Tempo 30 am Gürtel: "Absoluter Holler"

Auch der rote Koaltionspartner kann den Vorstellungen der Grünen nichts abgewinnen.

Nicht gerade breite Begeisterung ruft das grüne Liebäugeln mit einer nächtlichen Tempo-30-Zone auf dem Wiener Gürtel hervor. „Davon halte ich nichts. Das ist ein absoluter Holler“, sagt Gerhard Kubik, Verkehrssprecher des Koalitionspartners SPÖ. „Das wäre eine Maßnahme, an die sich niemand halten würde. Die Menschen würden glauben, sie diene nur dazu, abzukassieren.“ Es gebe einfach Hauptverkehrsrouten, die für ein derartiges Tempolimit nicht geeignet seien.

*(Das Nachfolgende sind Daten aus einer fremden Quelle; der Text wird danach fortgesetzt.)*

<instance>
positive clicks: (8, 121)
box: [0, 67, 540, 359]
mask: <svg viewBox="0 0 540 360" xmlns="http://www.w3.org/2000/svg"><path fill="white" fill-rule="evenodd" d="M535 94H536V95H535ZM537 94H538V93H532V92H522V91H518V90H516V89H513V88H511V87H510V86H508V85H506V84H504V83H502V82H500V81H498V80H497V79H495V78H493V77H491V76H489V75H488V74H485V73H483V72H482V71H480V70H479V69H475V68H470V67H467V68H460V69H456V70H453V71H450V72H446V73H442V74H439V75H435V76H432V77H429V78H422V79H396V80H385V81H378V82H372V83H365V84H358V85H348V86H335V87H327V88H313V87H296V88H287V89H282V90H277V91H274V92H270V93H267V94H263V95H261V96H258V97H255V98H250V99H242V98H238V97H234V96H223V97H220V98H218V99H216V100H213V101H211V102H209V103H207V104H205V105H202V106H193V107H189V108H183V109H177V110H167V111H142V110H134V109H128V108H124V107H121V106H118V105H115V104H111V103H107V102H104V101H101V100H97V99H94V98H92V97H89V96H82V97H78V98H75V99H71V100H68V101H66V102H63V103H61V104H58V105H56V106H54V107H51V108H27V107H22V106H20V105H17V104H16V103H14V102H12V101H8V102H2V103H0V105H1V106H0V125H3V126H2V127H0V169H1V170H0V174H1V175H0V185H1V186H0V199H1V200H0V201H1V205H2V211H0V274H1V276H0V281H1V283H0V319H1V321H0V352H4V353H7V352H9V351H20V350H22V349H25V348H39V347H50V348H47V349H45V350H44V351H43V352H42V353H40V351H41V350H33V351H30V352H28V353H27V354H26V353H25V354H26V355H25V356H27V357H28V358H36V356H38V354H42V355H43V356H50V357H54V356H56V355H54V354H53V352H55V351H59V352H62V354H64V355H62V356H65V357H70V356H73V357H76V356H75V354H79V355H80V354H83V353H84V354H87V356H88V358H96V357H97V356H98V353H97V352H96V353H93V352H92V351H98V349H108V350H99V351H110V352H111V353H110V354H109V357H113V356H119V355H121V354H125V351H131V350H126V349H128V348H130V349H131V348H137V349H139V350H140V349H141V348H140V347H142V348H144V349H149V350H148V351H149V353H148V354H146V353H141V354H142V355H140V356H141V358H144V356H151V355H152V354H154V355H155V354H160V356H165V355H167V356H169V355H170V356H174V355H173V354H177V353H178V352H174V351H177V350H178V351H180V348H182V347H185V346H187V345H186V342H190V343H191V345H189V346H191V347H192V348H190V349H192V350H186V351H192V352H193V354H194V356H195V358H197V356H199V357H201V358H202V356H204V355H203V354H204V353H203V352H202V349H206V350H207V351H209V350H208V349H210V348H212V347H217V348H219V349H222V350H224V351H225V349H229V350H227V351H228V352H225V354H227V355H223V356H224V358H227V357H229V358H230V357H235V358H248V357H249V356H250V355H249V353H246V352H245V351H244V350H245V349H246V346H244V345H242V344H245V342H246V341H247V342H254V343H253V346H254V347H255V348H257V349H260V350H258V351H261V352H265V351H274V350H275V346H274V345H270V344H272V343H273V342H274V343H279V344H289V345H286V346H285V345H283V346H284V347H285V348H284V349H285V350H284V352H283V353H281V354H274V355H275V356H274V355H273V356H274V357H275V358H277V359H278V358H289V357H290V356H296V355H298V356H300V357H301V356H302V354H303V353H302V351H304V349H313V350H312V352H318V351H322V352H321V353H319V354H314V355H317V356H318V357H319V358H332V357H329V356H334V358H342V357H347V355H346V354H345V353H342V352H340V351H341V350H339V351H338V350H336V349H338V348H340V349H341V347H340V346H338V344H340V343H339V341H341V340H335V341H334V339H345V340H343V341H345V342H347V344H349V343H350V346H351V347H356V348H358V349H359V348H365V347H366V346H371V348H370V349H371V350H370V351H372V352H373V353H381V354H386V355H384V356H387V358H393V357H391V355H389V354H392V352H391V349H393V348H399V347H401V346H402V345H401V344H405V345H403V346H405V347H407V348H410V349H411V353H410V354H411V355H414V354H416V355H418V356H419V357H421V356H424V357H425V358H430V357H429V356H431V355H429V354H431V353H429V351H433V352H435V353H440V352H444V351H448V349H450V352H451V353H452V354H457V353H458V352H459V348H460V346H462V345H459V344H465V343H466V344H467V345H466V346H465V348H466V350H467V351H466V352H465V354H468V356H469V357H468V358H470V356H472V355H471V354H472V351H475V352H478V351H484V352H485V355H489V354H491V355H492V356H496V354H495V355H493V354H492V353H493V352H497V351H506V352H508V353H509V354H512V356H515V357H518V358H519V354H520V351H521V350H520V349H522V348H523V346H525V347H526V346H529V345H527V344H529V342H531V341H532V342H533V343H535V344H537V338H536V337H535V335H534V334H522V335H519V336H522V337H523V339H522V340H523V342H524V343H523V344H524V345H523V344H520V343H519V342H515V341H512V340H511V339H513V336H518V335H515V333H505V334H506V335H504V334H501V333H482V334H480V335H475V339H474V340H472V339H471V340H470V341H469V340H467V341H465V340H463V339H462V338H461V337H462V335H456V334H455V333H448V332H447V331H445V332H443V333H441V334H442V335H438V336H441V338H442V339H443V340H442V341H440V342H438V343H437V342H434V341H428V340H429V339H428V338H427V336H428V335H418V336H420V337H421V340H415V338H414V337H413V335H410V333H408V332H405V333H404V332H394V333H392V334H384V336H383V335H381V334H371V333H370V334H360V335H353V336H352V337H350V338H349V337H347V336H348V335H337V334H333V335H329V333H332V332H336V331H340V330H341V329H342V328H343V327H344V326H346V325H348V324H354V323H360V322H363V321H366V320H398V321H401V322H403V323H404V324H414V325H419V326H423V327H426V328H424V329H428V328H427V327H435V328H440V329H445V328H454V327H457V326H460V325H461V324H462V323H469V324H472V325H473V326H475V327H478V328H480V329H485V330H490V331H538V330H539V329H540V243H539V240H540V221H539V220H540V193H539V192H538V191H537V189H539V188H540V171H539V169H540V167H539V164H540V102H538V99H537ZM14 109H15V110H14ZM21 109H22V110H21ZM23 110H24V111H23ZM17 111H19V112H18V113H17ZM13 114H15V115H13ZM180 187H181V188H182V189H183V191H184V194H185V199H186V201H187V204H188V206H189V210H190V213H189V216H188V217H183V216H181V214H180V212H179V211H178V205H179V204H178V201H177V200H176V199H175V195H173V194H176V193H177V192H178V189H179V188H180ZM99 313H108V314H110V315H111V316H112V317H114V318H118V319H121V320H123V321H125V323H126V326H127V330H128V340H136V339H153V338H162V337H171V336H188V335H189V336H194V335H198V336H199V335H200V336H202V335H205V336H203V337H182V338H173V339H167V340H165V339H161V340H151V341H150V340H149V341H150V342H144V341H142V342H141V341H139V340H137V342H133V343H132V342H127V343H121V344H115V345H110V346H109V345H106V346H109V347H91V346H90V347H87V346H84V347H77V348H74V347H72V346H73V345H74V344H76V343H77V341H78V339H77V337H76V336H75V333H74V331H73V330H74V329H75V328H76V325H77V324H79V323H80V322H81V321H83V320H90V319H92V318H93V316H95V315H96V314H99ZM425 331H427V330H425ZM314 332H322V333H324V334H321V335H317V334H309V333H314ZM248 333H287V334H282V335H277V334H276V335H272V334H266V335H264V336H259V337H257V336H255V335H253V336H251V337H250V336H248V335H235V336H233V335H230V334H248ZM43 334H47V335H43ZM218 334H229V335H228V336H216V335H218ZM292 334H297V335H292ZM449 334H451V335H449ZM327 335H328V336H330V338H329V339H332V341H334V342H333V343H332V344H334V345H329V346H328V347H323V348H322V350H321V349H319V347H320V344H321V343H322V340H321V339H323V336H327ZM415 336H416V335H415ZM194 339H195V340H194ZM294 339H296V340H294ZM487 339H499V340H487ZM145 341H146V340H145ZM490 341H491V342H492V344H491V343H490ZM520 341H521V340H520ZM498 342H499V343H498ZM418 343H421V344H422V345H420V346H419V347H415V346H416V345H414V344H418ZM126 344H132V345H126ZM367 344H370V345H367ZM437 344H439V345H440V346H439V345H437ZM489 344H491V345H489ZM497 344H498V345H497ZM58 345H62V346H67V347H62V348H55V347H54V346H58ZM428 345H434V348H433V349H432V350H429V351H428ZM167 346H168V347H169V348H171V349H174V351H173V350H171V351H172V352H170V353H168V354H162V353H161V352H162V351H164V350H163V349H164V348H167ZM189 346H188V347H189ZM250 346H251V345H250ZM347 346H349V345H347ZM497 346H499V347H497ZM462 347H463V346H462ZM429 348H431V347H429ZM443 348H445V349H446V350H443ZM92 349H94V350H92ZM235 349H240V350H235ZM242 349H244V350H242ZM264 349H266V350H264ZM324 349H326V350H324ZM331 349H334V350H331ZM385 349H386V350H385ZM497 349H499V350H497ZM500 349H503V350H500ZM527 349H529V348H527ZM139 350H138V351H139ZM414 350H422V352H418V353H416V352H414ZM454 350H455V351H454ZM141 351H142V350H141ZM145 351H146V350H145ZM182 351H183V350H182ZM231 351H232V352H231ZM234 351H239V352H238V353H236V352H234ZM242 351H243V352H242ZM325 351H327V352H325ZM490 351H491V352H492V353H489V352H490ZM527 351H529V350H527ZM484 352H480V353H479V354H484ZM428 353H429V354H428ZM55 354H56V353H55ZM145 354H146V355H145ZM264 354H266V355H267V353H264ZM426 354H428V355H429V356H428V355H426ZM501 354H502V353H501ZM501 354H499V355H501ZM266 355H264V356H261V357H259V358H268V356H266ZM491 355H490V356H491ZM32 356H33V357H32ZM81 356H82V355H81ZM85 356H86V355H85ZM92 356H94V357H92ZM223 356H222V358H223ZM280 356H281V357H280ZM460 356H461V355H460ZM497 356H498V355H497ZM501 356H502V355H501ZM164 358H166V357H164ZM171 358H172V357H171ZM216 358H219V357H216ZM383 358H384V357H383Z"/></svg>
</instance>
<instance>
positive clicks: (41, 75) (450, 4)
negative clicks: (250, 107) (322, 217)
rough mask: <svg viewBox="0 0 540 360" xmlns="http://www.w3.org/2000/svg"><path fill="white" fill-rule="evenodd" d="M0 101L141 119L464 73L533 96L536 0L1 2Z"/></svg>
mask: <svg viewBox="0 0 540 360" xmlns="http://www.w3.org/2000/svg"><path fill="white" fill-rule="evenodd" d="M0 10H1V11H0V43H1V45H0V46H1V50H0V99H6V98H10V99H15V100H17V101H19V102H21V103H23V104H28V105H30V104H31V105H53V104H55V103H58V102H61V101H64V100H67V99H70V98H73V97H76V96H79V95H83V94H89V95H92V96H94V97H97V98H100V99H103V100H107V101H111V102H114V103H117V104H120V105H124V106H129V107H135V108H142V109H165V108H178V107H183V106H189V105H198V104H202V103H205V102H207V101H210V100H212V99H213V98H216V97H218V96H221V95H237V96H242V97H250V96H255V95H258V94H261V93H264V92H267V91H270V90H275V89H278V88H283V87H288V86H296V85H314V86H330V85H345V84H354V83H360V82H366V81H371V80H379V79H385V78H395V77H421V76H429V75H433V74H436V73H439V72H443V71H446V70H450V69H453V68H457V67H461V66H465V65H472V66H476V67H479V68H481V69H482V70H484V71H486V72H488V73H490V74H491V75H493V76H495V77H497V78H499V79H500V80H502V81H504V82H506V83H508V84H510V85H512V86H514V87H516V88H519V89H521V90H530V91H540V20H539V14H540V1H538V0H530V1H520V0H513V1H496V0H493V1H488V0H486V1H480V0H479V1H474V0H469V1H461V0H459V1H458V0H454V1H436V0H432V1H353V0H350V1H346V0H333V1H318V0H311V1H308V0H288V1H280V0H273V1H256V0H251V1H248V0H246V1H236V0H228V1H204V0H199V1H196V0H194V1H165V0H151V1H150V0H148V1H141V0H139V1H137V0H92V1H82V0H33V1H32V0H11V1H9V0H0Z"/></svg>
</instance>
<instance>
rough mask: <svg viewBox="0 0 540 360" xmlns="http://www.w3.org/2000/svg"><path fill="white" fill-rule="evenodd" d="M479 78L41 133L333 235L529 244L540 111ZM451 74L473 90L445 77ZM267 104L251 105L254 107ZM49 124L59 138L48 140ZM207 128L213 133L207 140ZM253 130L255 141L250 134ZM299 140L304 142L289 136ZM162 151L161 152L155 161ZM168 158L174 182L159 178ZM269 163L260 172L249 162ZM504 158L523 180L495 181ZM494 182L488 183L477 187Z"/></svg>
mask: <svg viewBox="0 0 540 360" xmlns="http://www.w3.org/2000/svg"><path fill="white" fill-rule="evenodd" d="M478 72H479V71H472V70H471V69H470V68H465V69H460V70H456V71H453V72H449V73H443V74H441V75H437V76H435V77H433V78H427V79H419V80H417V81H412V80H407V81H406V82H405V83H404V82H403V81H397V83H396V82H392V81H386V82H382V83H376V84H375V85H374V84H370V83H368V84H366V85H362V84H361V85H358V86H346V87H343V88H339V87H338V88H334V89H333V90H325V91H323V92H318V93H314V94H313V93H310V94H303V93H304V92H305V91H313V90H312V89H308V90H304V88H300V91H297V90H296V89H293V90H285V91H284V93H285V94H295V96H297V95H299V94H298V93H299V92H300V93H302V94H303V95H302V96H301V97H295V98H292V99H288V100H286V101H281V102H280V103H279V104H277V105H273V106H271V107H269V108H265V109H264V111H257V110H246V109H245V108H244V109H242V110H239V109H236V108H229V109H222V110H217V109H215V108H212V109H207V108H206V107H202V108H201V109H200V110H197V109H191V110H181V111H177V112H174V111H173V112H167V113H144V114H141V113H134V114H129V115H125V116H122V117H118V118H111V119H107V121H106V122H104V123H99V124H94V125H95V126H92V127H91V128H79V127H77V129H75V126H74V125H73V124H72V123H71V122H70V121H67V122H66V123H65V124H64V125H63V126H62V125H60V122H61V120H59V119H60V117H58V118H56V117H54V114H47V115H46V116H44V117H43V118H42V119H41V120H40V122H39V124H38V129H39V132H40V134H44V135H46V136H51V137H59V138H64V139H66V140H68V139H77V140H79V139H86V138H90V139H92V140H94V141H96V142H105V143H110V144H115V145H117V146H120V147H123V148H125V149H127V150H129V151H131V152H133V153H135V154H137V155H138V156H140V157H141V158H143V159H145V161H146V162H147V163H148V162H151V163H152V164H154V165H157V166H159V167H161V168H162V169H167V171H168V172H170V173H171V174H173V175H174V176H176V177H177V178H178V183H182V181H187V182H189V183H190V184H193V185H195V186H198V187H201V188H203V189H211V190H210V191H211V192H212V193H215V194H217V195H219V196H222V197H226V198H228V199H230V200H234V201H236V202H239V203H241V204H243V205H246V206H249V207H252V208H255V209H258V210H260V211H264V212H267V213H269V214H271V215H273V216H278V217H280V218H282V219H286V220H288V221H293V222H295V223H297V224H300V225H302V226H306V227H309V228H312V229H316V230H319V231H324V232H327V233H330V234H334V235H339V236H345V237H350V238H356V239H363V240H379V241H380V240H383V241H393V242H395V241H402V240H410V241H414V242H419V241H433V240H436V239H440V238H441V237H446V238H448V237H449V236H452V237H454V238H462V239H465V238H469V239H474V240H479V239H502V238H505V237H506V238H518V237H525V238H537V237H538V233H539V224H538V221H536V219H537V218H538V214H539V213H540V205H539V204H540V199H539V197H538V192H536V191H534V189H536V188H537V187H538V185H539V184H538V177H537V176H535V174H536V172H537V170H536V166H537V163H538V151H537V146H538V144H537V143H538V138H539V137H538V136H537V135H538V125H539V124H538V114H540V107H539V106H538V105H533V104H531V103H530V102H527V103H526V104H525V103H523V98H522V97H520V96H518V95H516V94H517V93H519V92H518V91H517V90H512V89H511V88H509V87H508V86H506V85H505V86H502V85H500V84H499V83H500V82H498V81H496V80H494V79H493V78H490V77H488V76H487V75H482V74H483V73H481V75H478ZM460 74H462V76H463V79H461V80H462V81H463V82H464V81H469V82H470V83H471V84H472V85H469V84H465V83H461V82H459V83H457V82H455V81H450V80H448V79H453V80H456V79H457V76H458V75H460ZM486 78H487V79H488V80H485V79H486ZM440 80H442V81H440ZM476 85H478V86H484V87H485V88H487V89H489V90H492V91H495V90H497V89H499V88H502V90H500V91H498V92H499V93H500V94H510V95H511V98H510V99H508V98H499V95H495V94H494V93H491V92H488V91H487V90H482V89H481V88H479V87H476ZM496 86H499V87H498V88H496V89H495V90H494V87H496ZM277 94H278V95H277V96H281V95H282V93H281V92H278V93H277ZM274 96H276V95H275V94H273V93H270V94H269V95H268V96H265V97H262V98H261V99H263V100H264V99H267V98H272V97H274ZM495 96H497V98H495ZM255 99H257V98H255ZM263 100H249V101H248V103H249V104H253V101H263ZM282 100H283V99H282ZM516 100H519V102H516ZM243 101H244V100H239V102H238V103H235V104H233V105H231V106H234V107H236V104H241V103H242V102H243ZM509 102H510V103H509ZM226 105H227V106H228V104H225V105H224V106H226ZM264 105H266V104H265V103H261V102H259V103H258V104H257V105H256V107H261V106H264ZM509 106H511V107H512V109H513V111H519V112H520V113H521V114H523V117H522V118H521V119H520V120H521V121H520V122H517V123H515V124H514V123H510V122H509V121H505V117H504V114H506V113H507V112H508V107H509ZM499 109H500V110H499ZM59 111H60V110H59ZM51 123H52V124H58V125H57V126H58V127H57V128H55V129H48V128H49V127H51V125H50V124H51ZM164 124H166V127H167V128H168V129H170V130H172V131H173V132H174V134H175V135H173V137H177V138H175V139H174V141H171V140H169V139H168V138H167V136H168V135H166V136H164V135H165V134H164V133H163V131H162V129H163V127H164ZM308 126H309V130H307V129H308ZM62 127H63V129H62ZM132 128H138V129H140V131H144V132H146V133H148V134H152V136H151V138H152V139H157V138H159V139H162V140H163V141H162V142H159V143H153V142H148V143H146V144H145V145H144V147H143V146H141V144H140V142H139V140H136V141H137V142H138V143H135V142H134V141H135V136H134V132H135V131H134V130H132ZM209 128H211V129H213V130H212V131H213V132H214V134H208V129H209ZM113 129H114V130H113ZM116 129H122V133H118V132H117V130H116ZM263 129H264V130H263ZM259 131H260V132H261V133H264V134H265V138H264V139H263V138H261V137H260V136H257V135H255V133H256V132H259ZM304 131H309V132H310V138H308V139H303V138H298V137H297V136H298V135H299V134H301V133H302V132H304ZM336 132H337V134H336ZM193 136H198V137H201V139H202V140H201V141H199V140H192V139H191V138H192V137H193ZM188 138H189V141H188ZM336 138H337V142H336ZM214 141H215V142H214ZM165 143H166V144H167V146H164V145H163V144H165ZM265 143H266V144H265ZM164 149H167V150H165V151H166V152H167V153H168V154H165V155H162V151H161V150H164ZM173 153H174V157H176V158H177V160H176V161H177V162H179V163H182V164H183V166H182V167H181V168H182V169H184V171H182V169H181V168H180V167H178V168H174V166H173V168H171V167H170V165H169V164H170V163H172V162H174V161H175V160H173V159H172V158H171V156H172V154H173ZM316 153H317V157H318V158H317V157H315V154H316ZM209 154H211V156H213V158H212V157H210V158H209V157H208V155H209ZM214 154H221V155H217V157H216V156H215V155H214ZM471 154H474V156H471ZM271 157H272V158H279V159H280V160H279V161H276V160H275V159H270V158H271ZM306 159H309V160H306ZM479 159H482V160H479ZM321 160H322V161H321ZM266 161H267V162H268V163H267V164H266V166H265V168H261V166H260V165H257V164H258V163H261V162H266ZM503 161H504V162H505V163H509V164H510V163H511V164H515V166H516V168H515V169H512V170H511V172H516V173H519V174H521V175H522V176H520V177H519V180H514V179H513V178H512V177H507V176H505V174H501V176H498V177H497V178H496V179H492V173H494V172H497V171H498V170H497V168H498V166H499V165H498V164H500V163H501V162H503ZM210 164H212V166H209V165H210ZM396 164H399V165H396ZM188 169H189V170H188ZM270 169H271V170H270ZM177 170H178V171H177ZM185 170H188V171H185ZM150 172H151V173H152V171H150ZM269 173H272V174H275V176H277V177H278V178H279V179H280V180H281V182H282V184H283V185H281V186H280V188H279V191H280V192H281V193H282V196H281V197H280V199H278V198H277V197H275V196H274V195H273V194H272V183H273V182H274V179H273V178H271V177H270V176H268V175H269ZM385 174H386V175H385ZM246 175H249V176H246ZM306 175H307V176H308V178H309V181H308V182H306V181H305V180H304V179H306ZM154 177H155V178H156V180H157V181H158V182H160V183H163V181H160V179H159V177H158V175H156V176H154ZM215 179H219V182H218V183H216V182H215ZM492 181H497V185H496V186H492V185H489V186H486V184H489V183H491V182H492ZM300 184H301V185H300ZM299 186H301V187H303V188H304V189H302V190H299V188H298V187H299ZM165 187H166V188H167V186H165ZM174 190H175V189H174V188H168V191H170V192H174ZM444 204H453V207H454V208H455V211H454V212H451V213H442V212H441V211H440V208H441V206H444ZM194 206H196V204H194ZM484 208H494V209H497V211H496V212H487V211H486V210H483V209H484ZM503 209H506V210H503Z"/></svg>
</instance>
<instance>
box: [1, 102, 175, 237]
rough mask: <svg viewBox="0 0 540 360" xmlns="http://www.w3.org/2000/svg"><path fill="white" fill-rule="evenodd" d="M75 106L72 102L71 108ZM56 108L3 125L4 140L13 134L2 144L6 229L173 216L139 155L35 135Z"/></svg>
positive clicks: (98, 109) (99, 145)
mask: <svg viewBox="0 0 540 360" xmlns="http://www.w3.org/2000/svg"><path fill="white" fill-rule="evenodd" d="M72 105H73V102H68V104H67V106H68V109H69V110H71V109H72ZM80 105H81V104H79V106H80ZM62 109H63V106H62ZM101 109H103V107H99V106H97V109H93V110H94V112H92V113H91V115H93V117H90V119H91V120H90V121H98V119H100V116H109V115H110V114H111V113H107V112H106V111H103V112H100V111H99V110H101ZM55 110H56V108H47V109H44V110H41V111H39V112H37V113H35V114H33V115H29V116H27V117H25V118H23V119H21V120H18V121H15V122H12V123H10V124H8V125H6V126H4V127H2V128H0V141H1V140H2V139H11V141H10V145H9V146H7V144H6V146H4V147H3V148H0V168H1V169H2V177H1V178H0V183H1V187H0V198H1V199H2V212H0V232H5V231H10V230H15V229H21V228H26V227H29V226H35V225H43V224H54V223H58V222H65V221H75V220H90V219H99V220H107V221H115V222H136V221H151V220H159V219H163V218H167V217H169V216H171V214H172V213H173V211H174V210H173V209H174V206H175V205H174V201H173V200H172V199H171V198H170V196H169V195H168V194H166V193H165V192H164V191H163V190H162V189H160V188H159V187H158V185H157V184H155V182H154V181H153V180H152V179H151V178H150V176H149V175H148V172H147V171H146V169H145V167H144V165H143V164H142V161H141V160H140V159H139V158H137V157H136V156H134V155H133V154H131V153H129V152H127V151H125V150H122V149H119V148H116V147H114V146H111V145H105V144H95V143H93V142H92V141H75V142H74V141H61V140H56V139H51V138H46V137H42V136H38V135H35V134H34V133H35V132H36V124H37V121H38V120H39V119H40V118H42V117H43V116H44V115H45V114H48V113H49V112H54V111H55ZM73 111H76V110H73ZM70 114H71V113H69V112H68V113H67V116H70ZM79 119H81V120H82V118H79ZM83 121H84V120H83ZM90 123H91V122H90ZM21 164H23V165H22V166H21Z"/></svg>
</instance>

Wie berichtet, kann sich der grüne Umweltsprecher Rüdiger Maresch Tempo 30 in der Nacht für den Gürtel vorstellen. Damit könnte den lärmgeplagten Anrainern geholfen werden. Auch der grüne Neubauer Bezirksvorsteher Markus Reiter will sich einer derartigen Maßnahme nicht verschließen. Voraussetzung sei aber, dass es in dieser Frage einen Konsens zwischen den Gürtel-Anrainerbezirken und der Stadt gibt.

Harsche Ablehnung kommt vom ÖAMTC und der FPÖ. Deren Verkehrssprecher Toni Mahdalik (FPÖ) spricht von „grünen Fieberfantasien“.

Ausgangspunkt der Debatte ist die Ausweitung der Tempo-30-Zonen in Neubau: Bis zum Schulbeginn soll der Bezirk der Wien-weit erste sein, in dem flächendeckend diese Geschwindigkeitsbeschränkung gilt. Die Maßnahme wurde mit den Stimmen der Grünen, der SPÖ und der Neos beschlossen. Ausgenommen sind lediglich die Hauptverkehrsrouten am Rand des Bezirks: Die Zweierlinie und eben der Gürtel.